PINELLAS PARK, FL. State inspectors ordered Café Bich NGA on Park Boulevard closed on June 4, 2026, after documenting rodent and fly activity at the restaurant, the same combination that has triggered emergency shutdowns at this address three times before.

The closure order required the restaurant to vacate by June 5. It reopened at 12:05 p.m. that same day.

What Inspectors Found

Café Bich NGA: Emergency Closure History

June 4, 2026Emergency closure for rodent and fly activity. 11 high-severity and 2 intermediate violations documented. Reopened June 5.
March 23, 2026Emergency closure for rodent and fly activity. 10 high-severity and 4 intermediate violations. Reopen not confirmed.
March 23–30, 2026Five inspections across eight days. Each visit documented between 9 and 10 high-severity violations.
December 20, 2021Emergency closure for rodent and fly activity. Reopened December 22, 2021.

The June 4 inspection produced 11 high-severity violations and 2 intermediate violations. The follow-up inspection the next day, conducted before the restaurant was permitted to reopen, still found 5 high-severity violations and 1 intermediate violation.

Among the high-severity findings on the day of closure: food contact surfaces not properly cleaned or sanitized, no consumer advisory posted for raw or undercooked foods, and time as a public health control not properly used.
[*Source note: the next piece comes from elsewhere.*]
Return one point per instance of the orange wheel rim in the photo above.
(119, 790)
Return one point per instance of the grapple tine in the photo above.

Inspectors also cited inadequate shell stock identification records and no written employee health policy.

A single-use items violation rounded out the findings: items designed for one use were being reused.

What These Violations Mean

Rodent and fly activity is one of the narrowest grounds on which state inspectors can order an immediate emergency closure, because it signals active contamination of the food preparation environment. Rodents leave droppings and urine on surfaces where food is prepared and stored. Flies land on food directly. Neither can be addressed by cooking or sanitizing the food after the fact.

The shell stock traceability violation carries a separate, specific risk. Shellfish, including oysters, clams, and mussels, are frequently consumed raw or lightly cooked. Without proper identification records tied to the harvest lot, there is no way to trace an illness back to its source if a customer becomes sick. A contaminated batch cannot be recalled if no one knows where it came from.

The employee health policy violation matters for a different reason. Without a written policy requiring sick workers to stay out of the kitchen, there is no documented standard to enforce. Norovirus, one of the most common causes of foodborne illness outbreaks in restaurant settings, spreads through direct contact with an infected food handler.

The time-as-public-health-control violation is a technical but serious finding. When a restaurant uses time rather than temperature to keep food safe, the food is allowed to sit in the temperature danger zone between 41 and 135 degrees for a defined window, typically four hours, before it must be discarded. If that window is not tracked and documented, the food may stay out far longer than any safety standard permits.

The Longer Record

The June 4 closure was not an isolated incident. State records show 36 inspections on file for this address, with 532 total violations documented across that history.

The March 2026 run of inspections is particularly dense. Between March 23 and March 30, inspectors visited the restaurant five times. Every single visit produced at least 9 high-severity violations. The March 23 visit triggered an emergency closure for the same reason as June 4, rodent and fly activity. The reopen status from that March closure was never confirmed in state records.

The pattern goes back further. On December 20, 2021, inspectors closed the restaurant for rodent and fly activity. It reopened two days later, on December 22. That closure, combined with the March 2026 and June 2026 shutdowns, makes four emergency closures at this address.

The October 2025 inspection, the one between the 2021 closure and the spring 2026 cluster, found only 3 high-severity and 3 intermediate violations, a markedly lower count. But within five months, the restaurant was back to double-digit high-severity findings on every visit.

The June 5 follow-up inspection that cleared the restaurant for reopening still documented 5 high-severity violations. That means the restaurant resumed serving customers with unresolved high-priority findings on record, including the inadequate shell stock identification issue that was present the day before.

Whether the shell stock traceability violation was among those still outstanding after reopening is not specified in the available records.